Some Weird Metaphor About Birds?
Being in a familiar place can be comforting. Being alone in
a familiar place can be a lot less comforting. I’ve been here countless times
in my life. This has been our home in the sun since before I can remember. I’ve
grown up surrounded by the locals. I know my way around the broad,
tourist-laden streets. I know the secrets of the village, the local traditions
and the native families that live around me. However, I’m still lonely. I’ve
discovered a whole new meaning to the phrase ‘love hurts’. I’m not heartbroken.
Quite the opposite. I’ve never been so utterly enveloped in affection for
another being. When we’re together, his needs are always my first priority. I
don’t cringe at the chronically stereotypical gender roles that we adopt. I’m
more than happy to cook and clean and do his washing as he lies on the sofa
with a beer watching sports. If I were to tell this to myself a year ago, I’m
sure I wouldn’t believe it. I’m an independent person. I rarely rely on the
kindness of others to guide me through life. I make my own luck, working hard
to get what I want without the charity of others where possible.
Bringing him to my sanctuary, the place I feel safe and
happy and at peace was a big risk. We’d never spend more than a day or two
together and I knew that ten days alone in a foreign country my stretch our
relationship. My mother had warned me that ‘you don’t really know someone until
you go on holiday with them’ and I was a little dubious that the passion that
bubbled between us would soon turn sour and we’d resent each other on day
three.
I don’t like talking about my relationship in depth on here
in fear of the future. I worry that if we do decide to go our separate ways,
either in friendship or on less pleasant terms, these thoughts may serve as a
painful reminder of what I had. What I lost. However, this is an exception. I
suppose, as an aspiring writer, I see profound emotions as deeply
inspirational.

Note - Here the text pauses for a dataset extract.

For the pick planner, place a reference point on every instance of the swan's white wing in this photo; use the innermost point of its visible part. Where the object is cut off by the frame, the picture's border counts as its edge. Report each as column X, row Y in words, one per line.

I doubt (and hope) I will ever feel the intense adrenaline rush
of being held at gunpoint or the heart wrenching sorrow of the loss of a child.
But I’ve gained a little insight into the fervent rush of affection for
another. I hope that, in the future when
I become a world-famous writer, that I can use the way I feel right now to try
and put in to words the way a woman feels when her husband goes off to battle.
Or when a girl sees the boy she dreamt of standing on the opposite train
platform from her, waving solemnly as he disappears from her.
This place that I call home, the one I dream of curled up in
my blankets on stormy winter nights has turned into what I can only describe as
a birdcage. When two love birds are together in that cage, they sing joyfully
all day, grooming each other and relishing in each other’s company. Now my
fellow love-bird is gone, and I won’t see him for almost a month, all I can do
is stick my little beak through the bars of this gorgeous, suntrap and listen
out for the sweet birdsong that tweets on so far away from me now.